Hi. I've successfully completed my Phase I didactic portion and am now 4 months into the Phase II clinical residency which lasts a total of 16 months. I feel very blessed and fortunate to be where I am and have come so far. However, these days I'm having a lot of doubts about things. There are some days where things go really well and smooth (conficence days!) and many more days where I feel as if I'm never going to get all of this down and succeed in this field. I'm extremely detail-oriented which is a disservice at times when the pace of the OR supercedes my "analness" if you will. There's not a lot of time to be organized and detailed. And there's just so much to learn...down to how to work the I-STAT lab machine! I'm still not good at IVs (we had minimal experience in my ICU...as well as time). I've attempted a few art lines without success and I'm VERY uncomfortable with Pediatrics in general. I just work so hard and yet feel so behind. I've always thought becoming a CRNA would be a perfect fit for me, but I'm just so afraid I won't be competent in all that I should be by the time graduation rolls around next December! Any words of wisdown or advice would be much appreciated. Thanks!
Dec 23, '10
I still have days that I feel nothing goes right. It will get better, and you need to realize that doubting yourself at times is not a bad thing. It means you are able to improve yourself. Your a student, you aren't suppose to be able to act like a fully experienced CRNA. I have been doing this almost ten years.
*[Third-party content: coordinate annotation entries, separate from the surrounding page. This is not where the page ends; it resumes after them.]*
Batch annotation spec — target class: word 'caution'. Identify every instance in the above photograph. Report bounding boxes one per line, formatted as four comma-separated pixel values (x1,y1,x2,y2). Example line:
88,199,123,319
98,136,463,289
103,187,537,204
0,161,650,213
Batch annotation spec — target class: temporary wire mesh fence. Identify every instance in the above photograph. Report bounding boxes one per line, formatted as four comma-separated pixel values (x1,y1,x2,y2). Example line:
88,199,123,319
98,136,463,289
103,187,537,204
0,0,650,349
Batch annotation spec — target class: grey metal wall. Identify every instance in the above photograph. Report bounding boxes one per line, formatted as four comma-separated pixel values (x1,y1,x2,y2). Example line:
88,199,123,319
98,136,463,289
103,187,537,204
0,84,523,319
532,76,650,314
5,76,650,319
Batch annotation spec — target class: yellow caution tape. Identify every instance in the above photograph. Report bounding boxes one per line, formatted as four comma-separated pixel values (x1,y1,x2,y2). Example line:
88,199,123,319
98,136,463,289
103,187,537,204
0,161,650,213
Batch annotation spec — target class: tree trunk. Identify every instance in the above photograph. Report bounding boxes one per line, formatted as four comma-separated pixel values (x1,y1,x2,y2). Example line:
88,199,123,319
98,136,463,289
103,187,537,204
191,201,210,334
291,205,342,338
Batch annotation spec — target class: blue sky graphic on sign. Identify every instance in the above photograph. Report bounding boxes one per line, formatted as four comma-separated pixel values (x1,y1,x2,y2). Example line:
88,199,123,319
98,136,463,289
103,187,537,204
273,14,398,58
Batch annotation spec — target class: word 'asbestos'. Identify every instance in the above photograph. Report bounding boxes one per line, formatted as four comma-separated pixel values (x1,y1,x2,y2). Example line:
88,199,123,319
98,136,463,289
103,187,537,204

In my experience, the students I need to worry about are the ones who think they are great at everything and won't take advice. I have yet to meet a fully competent anesthetist who didn't doubt themselves every once in awhile.
Dec 29, '10
Sounds entirely normal for 4 months in clinical. You'll be fine.
Jan 1, '11
yeah, it sounds hugely familiar. i'm in a front loaded program too. the turning point for me was during the 5th month of clinical. i got a big boost after our first evaluation when i got some nice feedback and concluded that i didn't totally su*k and wouldn't flunk out. I'm more at ease now and can focus on just learning as much as possible and practicing skills. I still have challenging days, but they don't leave me doubting the colors of a rainbow
i suggest seeking out some feedback from your preceptors--especially the ones that concern you the most--i bet you'll hear some good stuff and hopefully constructive stuff too
Jan 2, '11
Thank you all so much for your constructive replies. I hate feeling like an idiot all the time, but I truly do want to learn and be the best CRNA I can be. The responsibility is enormous and a bit frightening at times. I hope that everything will come together nicely over the next few months. After all, I only have 11 more months to cram everything in before graduation! Thanks again!!
Jan 3, '11
You will be fine. The self-doubting that you are feeling is normal for where you are in your education. A few suggestions, work out a system for setting up your equipment and don't deviate, unless the situation requires that you do. After many, many years in anesthesia, I still set up the same way I did when I was a student. If you have access to a sim lab, work on your IV and A-line techniques there. They are simply learned technical skills. Anesthesia is more about making correct judgment calls and applying science to the technical component. Another suggestion, even though you probably aced your anesthesia principles class, go back and read your textbook again, cover to cover. It will also give you more confidence.
Good luck and let us know how you do.